Baked Chicken Parmesan
Baked Chicken Parmesan is healthy chicken Parmesan that is oven baked, not fried! A traditional recipe for chicken parm has been given a skinny makeover to create this delicious, healthy Italian recipe.
I cooked so much Italian(ish) food my first year of marriage that I’m surprised we didn’t end up speaking with Sicilian(ish) accents. Most often I turned to quick and easy pasta recipes, but when I was feeling extra fancy or needed a more romantic dinner recipe, I’d make Oven Baked Chicken Parmesan.
Between you and me, the first time I made Baked Chicken Parmesan, I was ultra impressed with myself.
Here was a recipe I’d seen in restaurants my whole life, right on our plates.

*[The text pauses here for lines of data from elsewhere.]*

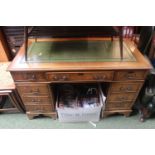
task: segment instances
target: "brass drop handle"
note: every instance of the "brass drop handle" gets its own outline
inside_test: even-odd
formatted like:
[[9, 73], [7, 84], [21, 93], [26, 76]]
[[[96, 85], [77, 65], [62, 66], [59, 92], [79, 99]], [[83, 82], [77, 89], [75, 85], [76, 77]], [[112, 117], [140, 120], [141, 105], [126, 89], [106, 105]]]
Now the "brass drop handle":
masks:
[[94, 75], [93, 77], [95, 80], [103, 80], [106, 78], [106, 75]]
[[94, 75], [94, 80], [99, 80], [100, 78], [99, 78], [99, 76], [97, 76], [97, 75]]
[[123, 86], [119, 88], [120, 91], [131, 91], [132, 90], [132, 87], [131, 86], [128, 86], [126, 88], [124, 88]]
[[32, 101], [32, 102], [41, 102], [40, 99], [38, 99], [38, 100], [32, 99], [31, 101]]
[[40, 92], [40, 90], [39, 90], [39, 88], [37, 88], [37, 89], [35, 89], [35, 90], [31, 90], [31, 93], [39, 93]]
[[53, 80], [59, 80], [59, 77], [58, 76], [53, 76]]
[[36, 75], [35, 74], [26, 74], [24, 76], [24, 78], [27, 79], [27, 80], [32, 81], [32, 80], [36, 80]]
[[131, 87], [131, 86], [128, 86], [128, 87], [126, 88], [126, 90], [131, 91], [131, 90], [132, 90], [132, 87]]

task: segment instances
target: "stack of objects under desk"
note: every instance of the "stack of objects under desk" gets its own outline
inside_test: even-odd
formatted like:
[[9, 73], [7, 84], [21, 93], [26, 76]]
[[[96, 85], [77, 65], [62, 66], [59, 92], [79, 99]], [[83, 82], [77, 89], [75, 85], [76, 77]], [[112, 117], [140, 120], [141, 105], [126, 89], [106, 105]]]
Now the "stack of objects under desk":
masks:
[[[56, 40], [58, 41], [58, 39]], [[68, 40], [66, 39], [66, 41]], [[86, 40], [99, 41], [102, 47], [101, 41], [107, 41], [108, 39], [87, 38]], [[50, 39], [50, 41], [55, 41], [55, 39]], [[62, 39], [63, 44], [64, 41], [65, 39]], [[110, 47], [115, 50], [113, 43]], [[116, 45], [119, 47], [119, 42]], [[100, 61], [97, 59], [96, 61], [77, 61], [74, 59], [70, 62], [66, 60], [26, 62], [24, 61], [25, 51], [23, 46], [10, 65], [9, 70], [29, 118], [40, 114], [56, 117], [54, 89], [52, 87], [54, 84], [90, 82], [108, 83], [109, 85], [106, 90], [106, 107], [102, 117], [113, 113], [128, 116], [152, 66], [131, 41], [125, 40], [123, 45], [124, 48], [126, 47], [125, 50], [128, 50], [124, 54], [123, 60], [120, 59], [118, 51], [118, 54], [110, 54], [110, 59], [104, 58]], [[57, 46], [54, 46], [54, 48], [56, 49]], [[107, 48], [109, 49], [109, 46]], [[100, 48], [95, 49], [100, 50]], [[109, 51], [106, 52], [109, 56]], [[36, 57], [39, 59], [43, 52], [38, 54]]]

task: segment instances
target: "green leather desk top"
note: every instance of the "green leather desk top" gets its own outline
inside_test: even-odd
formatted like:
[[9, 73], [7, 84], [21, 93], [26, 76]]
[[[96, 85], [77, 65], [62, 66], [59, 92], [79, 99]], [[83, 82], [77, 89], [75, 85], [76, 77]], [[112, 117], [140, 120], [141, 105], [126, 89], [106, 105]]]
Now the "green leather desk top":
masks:
[[123, 60], [119, 41], [69, 40], [34, 42], [28, 49], [28, 62], [134, 62], [135, 57], [123, 43]]

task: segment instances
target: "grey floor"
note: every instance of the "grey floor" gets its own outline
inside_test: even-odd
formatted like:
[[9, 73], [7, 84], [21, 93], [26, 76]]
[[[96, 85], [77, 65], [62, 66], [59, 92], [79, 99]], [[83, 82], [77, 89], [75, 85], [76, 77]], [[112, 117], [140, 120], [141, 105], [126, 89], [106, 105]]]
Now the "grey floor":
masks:
[[48, 117], [29, 120], [25, 114], [0, 114], [0, 128], [4, 129], [155, 129], [155, 118], [139, 122], [139, 115], [109, 116], [95, 123], [61, 123]]

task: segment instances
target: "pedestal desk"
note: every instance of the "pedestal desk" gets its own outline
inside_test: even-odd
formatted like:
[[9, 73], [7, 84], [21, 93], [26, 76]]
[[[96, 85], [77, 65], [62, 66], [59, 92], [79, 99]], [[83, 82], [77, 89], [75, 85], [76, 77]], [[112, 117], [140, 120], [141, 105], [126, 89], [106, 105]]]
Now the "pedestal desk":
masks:
[[128, 116], [151, 69], [130, 40], [124, 40], [123, 59], [117, 38], [112, 42], [108, 38], [30, 39], [28, 44], [28, 61], [22, 46], [8, 70], [30, 119], [40, 114], [56, 117], [55, 83], [107, 84], [102, 117]]

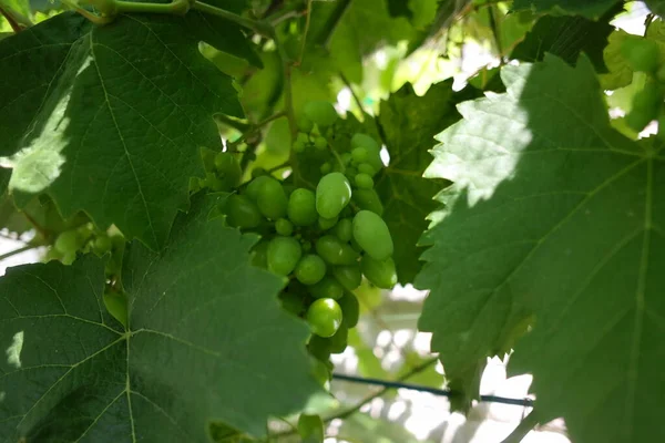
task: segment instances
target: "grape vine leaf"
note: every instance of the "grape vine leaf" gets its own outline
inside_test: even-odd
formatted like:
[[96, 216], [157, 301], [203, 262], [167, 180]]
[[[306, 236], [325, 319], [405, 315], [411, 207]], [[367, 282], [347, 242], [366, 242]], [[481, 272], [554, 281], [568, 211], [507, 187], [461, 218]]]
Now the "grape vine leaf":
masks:
[[446, 185], [444, 181], [422, 177], [431, 162], [428, 150], [437, 133], [460, 119], [456, 105], [475, 94], [454, 93], [452, 80], [448, 80], [433, 84], [423, 96], [405, 84], [381, 102], [377, 121], [390, 163], [377, 179], [376, 189], [395, 240], [393, 258], [401, 284], [412, 282], [420, 269], [418, 238], [427, 229], [427, 216], [438, 206], [434, 194]]
[[103, 308], [102, 259], [9, 269], [2, 442], [205, 442], [213, 421], [262, 435], [268, 414], [317, 395], [308, 329], [279, 307], [280, 279], [249, 265], [256, 237], [208, 220], [221, 198], [194, 199], [162, 254], [127, 246], [129, 330]]
[[427, 175], [454, 185], [424, 235], [420, 328], [448, 377], [512, 347], [573, 441], [662, 441], [665, 157], [612, 128], [591, 62], [504, 66], [464, 103]]
[[203, 175], [198, 147], [221, 144], [212, 114], [242, 115], [197, 49], [219, 35], [198, 13], [105, 27], [63, 13], [1, 41], [0, 154], [17, 204], [48, 193], [64, 217], [83, 209], [161, 247]]
[[515, 0], [515, 10], [531, 9], [535, 12], [584, 16], [600, 19], [617, 3], [617, 0]]

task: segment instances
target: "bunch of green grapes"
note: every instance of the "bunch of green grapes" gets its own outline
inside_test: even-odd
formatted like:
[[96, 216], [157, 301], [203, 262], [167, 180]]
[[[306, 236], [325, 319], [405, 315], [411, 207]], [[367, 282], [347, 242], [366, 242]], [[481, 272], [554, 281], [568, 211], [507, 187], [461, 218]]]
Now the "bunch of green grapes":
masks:
[[[631, 112], [626, 115], [627, 125], [640, 132], [657, 119], [659, 125], [665, 127], [665, 63], [662, 63], [658, 43], [643, 37], [630, 35], [621, 50], [633, 71], [647, 75], [644, 89], [633, 97]], [[661, 134], [664, 132], [661, 131]]]
[[316, 186], [259, 175], [231, 195], [224, 208], [231, 226], [260, 234], [254, 265], [288, 279], [279, 298], [308, 322], [308, 350], [320, 363], [323, 384], [329, 379], [330, 354], [345, 350], [348, 330], [358, 322], [352, 291], [362, 276], [380, 288], [397, 284], [392, 238], [374, 189], [383, 167], [380, 145], [355, 134], [336, 152], [321, 133], [330, 135], [337, 119], [331, 104], [311, 102], [298, 124], [294, 155], [316, 167]]

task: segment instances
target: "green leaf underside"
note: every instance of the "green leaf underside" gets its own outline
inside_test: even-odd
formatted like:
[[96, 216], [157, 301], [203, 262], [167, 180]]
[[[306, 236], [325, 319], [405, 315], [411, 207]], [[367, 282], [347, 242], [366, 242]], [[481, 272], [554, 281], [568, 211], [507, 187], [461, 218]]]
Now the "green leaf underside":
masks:
[[427, 216], [439, 206], [433, 197], [446, 184], [422, 177], [431, 162], [429, 148], [438, 132], [460, 119], [456, 104], [471, 97], [467, 92], [456, 94], [452, 81], [446, 81], [432, 85], [423, 96], [406, 84], [381, 102], [378, 122], [390, 164], [376, 189], [385, 205], [383, 218], [395, 240], [395, 262], [402, 284], [412, 282], [420, 269], [422, 249], [416, 245], [427, 229]]
[[617, 0], [515, 0], [513, 8], [532, 9], [535, 12], [577, 14], [597, 20], [616, 3]]
[[248, 264], [255, 239], [207, 222], [217, 198], [176, 218], [162, 255], [129, 246], [129, 331], [103, 309], [102, 260], [9, 270], [0, 441], [205, 442], [213, 420], [263, 434], [318, 390], [306, 326], [279, 308], [279, 279]]
[[163, 246], [203, 175], [198, 147], [221, 147], [212, 115], [242, 115], [231, 79], [198, 53], [212, 34], [200, 14], [94, 27], [63, 13], [0, 42], [1, 154], [19, 206], [45, 192], [65, 217], [83, 209]]
[[426, 172], [456, 184], [423, 236], [419, 326], [463, 380], [533, 312], [510, 369], [533, 373], [545, 420], [573, 441], [662, 441], [665, 156], [611, 128], [585, 58], [502, 79], [505, 94], [460, 106]]

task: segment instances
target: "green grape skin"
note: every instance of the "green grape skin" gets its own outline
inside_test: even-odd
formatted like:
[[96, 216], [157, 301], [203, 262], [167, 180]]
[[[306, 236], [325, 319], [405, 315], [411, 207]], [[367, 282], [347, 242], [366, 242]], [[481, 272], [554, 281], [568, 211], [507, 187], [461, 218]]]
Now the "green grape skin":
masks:
[[319, 298], [309, 306], [306, 318], [313, 333], [332, 337], [341, 326], [341, 308], [331, 298]]
[[392, 289], [397, 285], [397, 271], [392, 257], [375, 260], [369, 255], [365, 255], [360, 260], [360, 269], [365, 277], [379, 288]]
[[351, 199], [351, 186], [341, 173], [321, 177], [316, 187], [316, 210], [324, 218], [335, 218]]
[[350, 218], [342, 218], [335, 225], [335, 235], [344, 243], [351, 241], [354, 238], [354, 223]]
[[324, 421], [318, 415], [300, 414], [298, 418], [298, 434], [304, 443], [324, 441]]
[[260, 175], [256, 178], [253, 178], [252, 182], [247, 185], [247, 189], [245, 190], [245, 195], [249, 197], [252, 200], [256, 202], [258, 199], [258, 194], [263, 186], [273, 179], [267, 175]]
[[351, 265], [358, 260], [358, 253], [339, 238], [325, 235], [316, 240], [316, 254], [330, 265]]
[[60, 233], [53, 245], [60, 254], [75, 253], [81, 247], [81, 237], [75, 229]]
[[326, 141], [326, 138], [318, 136], [314, 140], [314, 147], [316, 147], [319, 151], [324, 151], [328, 147], [328, 142]]
[[332, 276], [346, 290], [354, 290], [362, 282], [359, 265], [335, 266]]
[[303, 112], [315, 124], [321, 127], [331, 126], [337, 121], [337, 111], [330, 102], [315, 101], [305, 103]]
[[226, 203], [228, 224], [241, 229], [252, 229], [260, 225], [258, 207], [244, 195], [233, 194]]
[[296, 226], [311, 226], [318, 220], [316, 195], [304, 187], [297, 188], [288, 198], [288, 219]]
[[354, 182], [356, 182], [356, 186], [361, 189], [371, 189], [374, 187], [374, 181], [367, 174], [356, 174]]
[[[344, 318], [344, 311], [341, 312], [341, 316]], [[330, 353], [342, 353], [349, 340], [349, 329], [342, 322], [337, 332], [335, 332], [335, 334], [328, 340]]]
[[285, 217], [288, 197], [282, 187], [282, 183], [275, 178], [266, 181], [258, 190], [256, 205], [266, 218], [277, 220]]
[[383, 215], [381, 198], [375, 189], [354, 190], [354, 202], [356, 202], [360, 209], [371, 210], [378, 216]]
[[354, 238], [376, 260], [385, 260], [392, 255], [392, 237], [388, 225], [370, 210], [360, 210], [354, 217]]
[[314, 298], [331, 298], [338, 300], [344, 296], [344, 287], [335, 278], [325, 276], [319, 282], [307, 288]]
[[296, 278], [303, 285], [315, 285], [326, 275], [326, 262], [315, 254], [308, 254], [296, 266]]
[[658, 68], [661, 51], [653, 40], [631, 35], [622, 43], [621, 52], [633, 71], [654, 72]]
[[341, 322], [348, 328], [355, 328], [360, 318], [360, 303], [352, 292], [345, 295], [337, 301], [341, 308]]
[[286, 218], [280, 218], [275, 222], [275, 230], [282, 236], [290, 237], [294, 234], [294, 224]]
[[324, 217], [319, 217], [319, 229], [320, 230], [328, 230], [330, 228], [332, 228], [335, 225], [337, 225], [337, 220], [339, 219], [339, 217], [335, 217], [335, 218], [324, 218]]
[[104, 306], [122, 326], [127, 327], [127, 298], [121, 293], [104, 292]]
[[296, 269], [303, 249], [293, 237], [275, 237], [268, 245], [268, 270], [278, 276], [288, 276]]

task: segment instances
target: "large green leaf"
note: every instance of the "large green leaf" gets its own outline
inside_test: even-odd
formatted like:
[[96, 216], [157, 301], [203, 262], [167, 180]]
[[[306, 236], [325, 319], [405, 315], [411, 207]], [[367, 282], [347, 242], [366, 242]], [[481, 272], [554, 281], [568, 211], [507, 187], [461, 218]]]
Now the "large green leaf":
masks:
[[424, 241], [420, 327], [448, 377], [518, 342], [544, 420], [573, 441], [662, 441], [665, 157], [610, 125], [586, 58], [504, 66], [508, 92], [462, 104], [429, 176], [454, 185]]
[[203, 174], [198, 147], [221, 143], [213, 113], [242, 114], [231, 79], [198, 52], [200, 39], [234, 41], [208, 20], [94, 27], [64, 13], [0, 42], [0, 153], [17, 203], [48, 193], [65, 217], [83, 209], [163, 246], [190, 177]]
[[255, 238], [208, 220], [217, 198], [180, 215], [161, 255], [129, 246], [126, 330], [103, 308], [100, 259], [8, 271], [0, 441], [205, 442], [213, 420], [263, 434], [318, 390], [307, 327], [280, 309], [279, 278], [249, 265]]
[[536, 12], [584, 16], [597, 20], [618, 0], [515, 0], [513, 8], [533, 9]]
[[416, 244], [427, 229], [427, 216], [446, 181], [431, 181], [422, 173], [431, 162], [429, 148], [436, 134], [460, 119], [456, 105], [473, 95], [452, 91], [452, 80], [432, 85], [418, 96], [410, 84], [381, 103], [378, 117], [390, 164], [376, 184], [385, 204], [383, 218], [395, 240], [395, 261], [401, 284], [413, 281], [422, 253]]

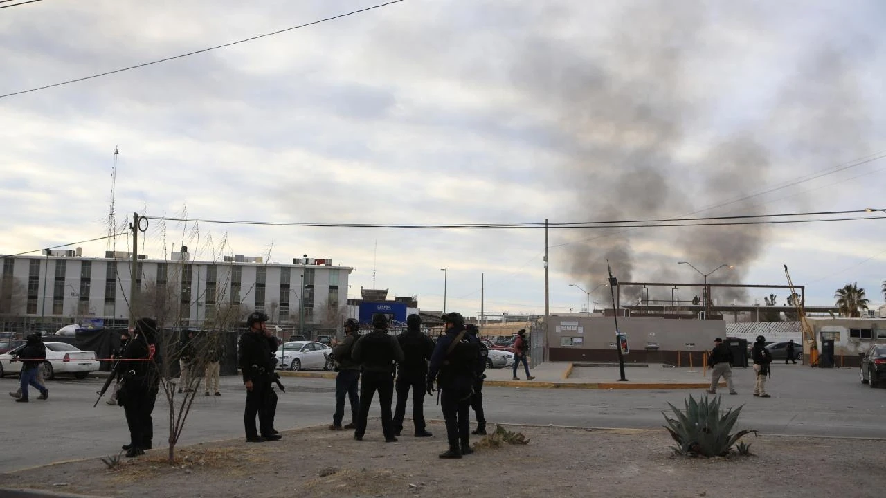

The Parmesan-crusted chicken was perfectly crispy on the outside and lusciously juicy on the inside, and the cheese topping was hot, bubbly, and every bit as satisfying as I’d hoped it would be.
No doubt we’d have wine, and I probably would have turned on the Pandora opera station to give the setting the ultimate Italian effect if I weren’t already occupied shoveling healthy Baked Chicken Parmesan into my mouth as quickly as I possibly could.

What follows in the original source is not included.